Analyst Devon Shire tracked the production growth in the Bakken over the last five years. In 2007 North Dakota production rose +21,000 barrels per day. In 2008 +66,000, 2009 +40,000, 2010 +102,000, 2011 +191,000 and 2012 +235,000. Shire correctly deduced the reason for the rapid increase in production over the last two years as the influx of rigs from around the country that were previously drilling for gas. Since that rotation is now over with active gas rigs at 354 and an 18 year low there are very few left to move from gas to liquids production.

Now that active oil rigs have leveled off at 1,760 the rate of production growth should level off. Secondly, when a company acquires new leases and commits rigs they always drill the low hanging fruit first. They go for the sweet spots that produce the most with the least amount of effort. With a Bakken well running $8-$10 million each they need the high initial production numbers to offset well costs. Producers live on initial production. A well that comes on at 2,000 bpd may only be producing 500 bpd a year later. That means they need to keep punching those new holes in order to keep growing production.

Once the sweet spots are drilled the initial production from the marginal wells will be hard pressed to offset the production declines in the good wells. Some Bakken wells are only coming in at 500 bpd so it would take three of those to offset the depletion from one well in the sweet spot depleting over a year.

As the drilling in the Bakken continues the explorers are going to be branching out with completions in the other zones in the play such as the Three Forks. There will be oil flowing from the Williston Basin for a very long time. It is just a numerical fact that the pace of production growth is going to slow.

The pace of rigs moving into North Dakota has slowed and rigs have actually been moving out to move to more prolific areas like the Eagle Ford.

Bakken Rig Counts Leveled Off

EOG is the largest horizontal driller in the U.S. with twice as many active rigs as their closest competitor. CEO Mark Papa said the Eagle Ford was going to surpass the Bakken growth rate in 2013. Eagle Ford wells are easier to drill and cheaper. That is attracting the surplus rigs that don't have a permanent home.

Production in the Eagle Ford rose +77% in March compared to March 2012. The nine fields that make up the "Eagle Ford" produced 529,874 bpd in March. This helped raise Texas production to 2.3 mbpd in February and the most since April 1986 according to the EIA.

EOG is the largest leaseholder with 639,000 net acres in the Eagle Ford followed by CHK, APA and BP in that order.

Production of NGLs was 89,345 bpd in March. That was down from 123,871 in March 2012. Natural gas was 1.89 Bcf down from 2.03 Bcf in 2012. This shows the move away from gas drilling and towards oil.

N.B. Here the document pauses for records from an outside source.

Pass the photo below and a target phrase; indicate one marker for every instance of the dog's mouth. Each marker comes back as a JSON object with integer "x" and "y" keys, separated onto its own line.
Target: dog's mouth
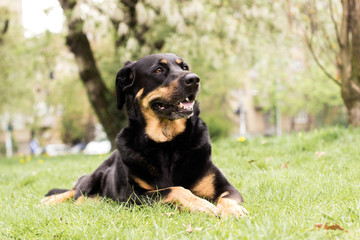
{"x": 174, "y": 110}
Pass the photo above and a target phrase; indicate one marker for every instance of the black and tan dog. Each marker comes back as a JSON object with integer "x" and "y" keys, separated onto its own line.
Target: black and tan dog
{"x": 164, "y": 152}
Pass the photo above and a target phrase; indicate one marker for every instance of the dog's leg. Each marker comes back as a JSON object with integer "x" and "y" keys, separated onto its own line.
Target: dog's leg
{"x": 58, "y": 198}
{"x": 184, "y": 199}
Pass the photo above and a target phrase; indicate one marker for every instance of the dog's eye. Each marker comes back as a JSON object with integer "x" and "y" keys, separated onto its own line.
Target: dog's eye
{"x": 159, "y": 70}
{"x": 186, "y": 68}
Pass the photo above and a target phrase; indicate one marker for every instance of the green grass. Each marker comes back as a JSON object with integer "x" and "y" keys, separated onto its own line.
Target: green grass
{"x": 284, "y": 203}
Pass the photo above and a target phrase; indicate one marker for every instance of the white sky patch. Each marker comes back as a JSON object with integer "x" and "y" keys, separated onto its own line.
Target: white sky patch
{"x": 41, "y": 15}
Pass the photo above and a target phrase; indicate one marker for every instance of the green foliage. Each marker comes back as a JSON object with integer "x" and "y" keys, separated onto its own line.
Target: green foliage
{"x": 284, "y": 203}
{"x": 76, "y": 113}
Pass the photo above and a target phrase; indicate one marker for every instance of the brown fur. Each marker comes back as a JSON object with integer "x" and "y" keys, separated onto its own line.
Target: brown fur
{"x": 160, "y": 130}
{"x": 205, "y": 187}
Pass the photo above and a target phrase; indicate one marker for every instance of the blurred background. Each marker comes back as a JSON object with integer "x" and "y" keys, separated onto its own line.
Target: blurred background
{"x": 267, "y": 67}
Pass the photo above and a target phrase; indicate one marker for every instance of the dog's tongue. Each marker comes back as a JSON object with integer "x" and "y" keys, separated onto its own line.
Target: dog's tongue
{"x": 186, "y": 105}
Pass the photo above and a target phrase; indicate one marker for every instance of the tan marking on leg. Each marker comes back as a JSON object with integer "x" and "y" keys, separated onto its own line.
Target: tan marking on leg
{"x": 143, "y": 184}
{"x": 205, "y": 187}
{"x": 188, "y": 201}
{"x": 57, "y": 198}
{"x": 230, "y": 207}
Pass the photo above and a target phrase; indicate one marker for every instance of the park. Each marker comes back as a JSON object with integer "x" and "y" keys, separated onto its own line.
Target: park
{"x": 277, "y": 84}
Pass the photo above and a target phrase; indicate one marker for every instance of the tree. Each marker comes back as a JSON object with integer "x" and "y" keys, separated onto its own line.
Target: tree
{"x": 347, "y": 52}
{"x": 101, "y": 98}
{"x": 132, "y": 29}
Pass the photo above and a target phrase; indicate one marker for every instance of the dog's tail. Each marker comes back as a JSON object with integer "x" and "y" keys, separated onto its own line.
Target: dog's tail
{"x": 56, "y": 191}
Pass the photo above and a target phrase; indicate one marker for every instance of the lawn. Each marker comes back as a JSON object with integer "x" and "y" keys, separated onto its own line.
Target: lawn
{"x": 289, "y": 184}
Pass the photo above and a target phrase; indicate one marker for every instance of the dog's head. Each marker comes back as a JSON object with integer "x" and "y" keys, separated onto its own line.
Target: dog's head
{"x": 159, "y": 83}
{"x": 160, "y": 89}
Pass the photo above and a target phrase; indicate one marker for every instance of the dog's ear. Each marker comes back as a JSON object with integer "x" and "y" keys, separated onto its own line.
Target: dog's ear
{"x": 124, "y": 80}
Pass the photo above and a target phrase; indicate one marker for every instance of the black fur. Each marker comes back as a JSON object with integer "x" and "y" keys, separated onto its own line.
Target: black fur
{"x": 181, "y": 161}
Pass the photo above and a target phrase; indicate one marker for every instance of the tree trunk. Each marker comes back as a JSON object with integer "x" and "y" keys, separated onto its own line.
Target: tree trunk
{"x": 102, "y": 100}
{"x": 349, "y": 59}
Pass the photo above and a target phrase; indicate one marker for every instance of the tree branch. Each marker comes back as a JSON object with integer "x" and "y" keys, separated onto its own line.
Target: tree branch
{"x": 335, "y": 24}
{"x": 309, "y": 44}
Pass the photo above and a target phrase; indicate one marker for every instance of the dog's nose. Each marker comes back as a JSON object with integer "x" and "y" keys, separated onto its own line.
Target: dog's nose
{"x": 191, "y": 80}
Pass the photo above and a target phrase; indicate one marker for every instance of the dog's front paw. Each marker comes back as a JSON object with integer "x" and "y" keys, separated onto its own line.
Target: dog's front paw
{"x": 201, "y": 205}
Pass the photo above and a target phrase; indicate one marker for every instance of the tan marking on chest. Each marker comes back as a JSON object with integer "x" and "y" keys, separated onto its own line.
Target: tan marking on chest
{"x": 205, "y": 187}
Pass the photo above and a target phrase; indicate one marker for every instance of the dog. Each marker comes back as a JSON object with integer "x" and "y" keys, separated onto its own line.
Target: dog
{"x": 164, "y": 152}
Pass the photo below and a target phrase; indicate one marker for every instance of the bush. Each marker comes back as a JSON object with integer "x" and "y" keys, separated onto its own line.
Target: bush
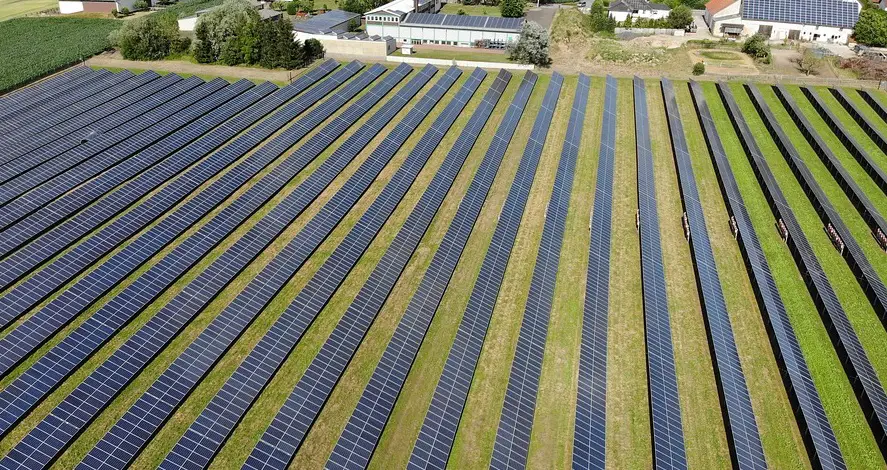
{"x": 871, "y": 28}
{"x": 757, "y": 47}
{"x": 698, "y": 68}
{"x": 532, "y": 47}
{"x": 151, "y": 37}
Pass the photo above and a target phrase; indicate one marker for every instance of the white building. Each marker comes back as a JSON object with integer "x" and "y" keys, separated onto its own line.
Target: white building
{"x": 803, "y": 20}
{"x": 450, "y": 30}
{"x": 620, "y": 10}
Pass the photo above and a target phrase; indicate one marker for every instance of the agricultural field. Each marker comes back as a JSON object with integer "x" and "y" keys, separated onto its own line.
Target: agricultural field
{"x": 380, "y": 266}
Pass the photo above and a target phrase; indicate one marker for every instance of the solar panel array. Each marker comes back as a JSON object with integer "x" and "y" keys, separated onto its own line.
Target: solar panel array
{"x": 283, "y": 437}
{"x": 589, "y": 439}
{"x": 744, "y": 438}
{"x": 857, "y": 365}
{"x": 835, "y": 13}
{"x": 81, "y": 343}
{"x": 435, "y": 440}
{"x": 853, "y": 146}
{"x": 665, "y": 407}
{"x": 816, "y": 430}
{"x": 863, "y": 204}
{"x": 358, "y": 441}
{"x": 516, "y": 421}
{"x": 873, "y": 130}
{"x": 132, "y": 431}
{"x": 871, "y": 393}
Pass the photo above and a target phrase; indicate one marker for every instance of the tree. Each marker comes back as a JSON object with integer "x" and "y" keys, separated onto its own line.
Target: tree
{"x": 680, "y": 17}
{"x": 151, "y": 37}
{"x": 512, "y": 8}
{"x": 871, "y": 28}
{"x": 532, "y": 47}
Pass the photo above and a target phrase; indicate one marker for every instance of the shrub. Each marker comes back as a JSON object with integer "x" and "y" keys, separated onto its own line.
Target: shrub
{"x": 698, "y": 68}
{"x": 532, "y": 47}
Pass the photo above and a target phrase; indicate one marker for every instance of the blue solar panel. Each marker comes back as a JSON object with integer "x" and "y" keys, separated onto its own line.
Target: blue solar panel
{"x": 72, "y": 129}
{"x": 364, "y": 428}
{"x": 744, "y": 438}
{"x": 516, "y": 421}
{"x": 589, "y": 440}
{"x": 818, "y": 435}
{"x": 75, "y": 299}
{"x": 132, "y": 432}
{"x": 340, "y": 346}
{"x": 28, "y": 172}
{"x": 665, "y": 406}
{"x": 868, "y": 386}
{"x": 95, "y": 393}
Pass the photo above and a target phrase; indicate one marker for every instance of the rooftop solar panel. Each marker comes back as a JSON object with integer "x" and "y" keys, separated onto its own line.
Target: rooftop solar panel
{"x": 665, "y": 410}
{"x": 589, "y": 440}
{"x": 816, "y": 430}
{"x": 743, "y": 435}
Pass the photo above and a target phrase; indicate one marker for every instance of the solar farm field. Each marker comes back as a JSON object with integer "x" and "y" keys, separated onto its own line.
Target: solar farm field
{"x": 396, "y": 267}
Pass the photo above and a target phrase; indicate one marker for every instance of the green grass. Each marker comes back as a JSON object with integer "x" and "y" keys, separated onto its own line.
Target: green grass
{"x": 33, "y": 47}
{"x": 472, "y": 10}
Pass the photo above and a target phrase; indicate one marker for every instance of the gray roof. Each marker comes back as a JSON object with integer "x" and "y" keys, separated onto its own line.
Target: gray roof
{"x": 324, "y": 22}
{"x": 486, "y": 23}
{"x": 836, "y": 13}
{"x": 636, "y": 5}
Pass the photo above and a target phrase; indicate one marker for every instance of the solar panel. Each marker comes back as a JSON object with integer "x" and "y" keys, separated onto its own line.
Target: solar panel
{"x": 274, "y": 347}
{"x": 589, "y": 440}
{"x": 28, "y": 172}
{"x": 23, "y": 261}
{"x": 878, "y": 136}
{"x": 95, "y": 393}
{"x": 744, "y": 438}
{"x": 217, "y": 129}
{"x": 516, "y": 421}
{"x": 41, "y": 124}
{"x": 868, "y": 387}
{"x": 859, "y": 199}
{"x": 68, "y": 129}
{"x": 79, "y": 296}
{"x": 665, "y": 409}
{"x": 364, "y": 428}
{"x": 816, "y": 430}
{"x": 835, "y": 13}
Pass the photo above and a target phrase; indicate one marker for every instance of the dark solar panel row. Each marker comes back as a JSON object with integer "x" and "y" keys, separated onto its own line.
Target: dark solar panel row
{"x": 72, "y": 130}
{"x": 95, "y": 393}
{"x": 86, "y": 91}
{"x": 62, "y": 270}
{"x": 516, "y": 421}
{"x": 853, "y": 356}
{"x": 589, "y": 439}
{"x": 435, "y": 439}
{"x": 744, "y": 438}
{"x": 853, "y": 146}
{"x": 78, "y": 297}
{"x": 871, "y": 390}
{"x": 665, "y": 406}
{"x": 29, "y": 93}
{"x": 285, "y": 435}
{"x": 28, "y": 172}
{"x": 866, "y": 209}
{"x": 217, "y": 127}
{"x": 873, "y": 130}
{"x": 816, "y": 430}
{"x": 123, "y": 442}
{"x": 879, "y": 107}
{"x": 50, "y": 93}
{"x": 357, "y": 442}
{"x": 38, "y": 125}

The U.S. markets may finally be in correction mode. The markets opened lower this morning and although they closed off their lows the Dow still lost -106, Nasdaq -21 and S&P -11. This puts them near the bottom of the dip from last week and a break below that level would be technically bearish. Futures are negative -2 at 7:30 ET but that is nothing this early in the session. The European and Asian markets tonight will greatly influence our markets on Thursday.

U.S. economics include the GDP revision, pending home sales and Chinese PMI.

We may be seeing some cracks in the foundation of the market and seven month rally. The Dow has not had a three-day losing streak in 2013 so we are way overdue for a decent bout of profit taking.

We are going to be heading into the summer doldrums where traders are absent from the market and spending time with their families. Even the most bullish of analysts are still predicting a weakening of the market the summer. Be patient because we will use any declines as a buying opportunity.